Last year, when the “Apple tablet” rumors started to grow louder and become more persistent on the Internet, many speculated such a device would be the savior of the digital publishing industry. Magazines and newspapers could finally find a new home on the rumored Apple device that was meant for reading. The iPad came out, the big names dropped their guns and released not-so-great magazine apps, the iPad didn’t save them from low sales numbers at all. According to data from the Audit Bureau of Circulations, the iPad has failed at “saving” the digital publishing industry.
To make it simple, the numbers have been a disappointment: the Wired app sold 24,000 copies in its first 24 hours in the App Store, reached 100,000 downloads in June but then fell back to 31,000 monthly downloads between July and September and 23,000 in November. That’s a rapid decline indeed. Want more numbers? Vanity Fair sold 8,700 copies in November, Glamour went down to 2,775 downloads. GQ? Only 11,000 sales in November. Men’s Health has the worst performances with 2,000 copies sold in September and October.
Sure, the iPad hasn’t saved magazines if you look at the big picture. But let me tell you one thing: magazines haven’t done anything in their power to stand out on this new platform either. Developers of these magazine apps did, at best, optimize old PDF versions of a publication for the tablet’s screen, ignoring Apple’s user interface guidelines and people’s request for easier sharing options on Facebook and Twitter. Heck, they didn’t even make sure text was selectable in their apps. And it’s not that Apple has weird policies or “too much control” on apps: people, users, actually care about well-realized software.
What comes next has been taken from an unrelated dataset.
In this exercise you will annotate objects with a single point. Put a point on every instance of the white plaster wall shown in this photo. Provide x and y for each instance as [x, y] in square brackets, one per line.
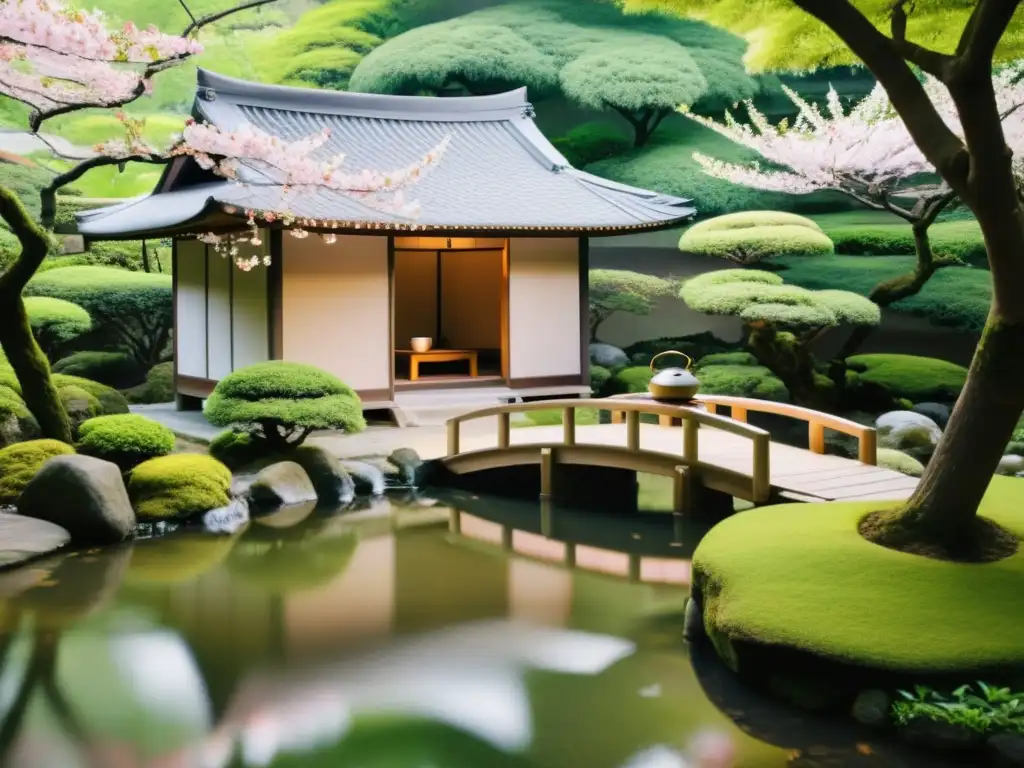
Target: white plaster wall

When they see something that’s been quickly converted or squeezed into a 10-inch screen, they don’t download. Or they stop buying. That’s what happened with the Wired app.
I understand big publications would rather have a single “tablet version” to use on a variety of devices such as the iPad or other Android tablets. I also understand that the lack of monthly subscriptions gets in the way with selling updates to App Store users. But a good app? That should always be the starting point.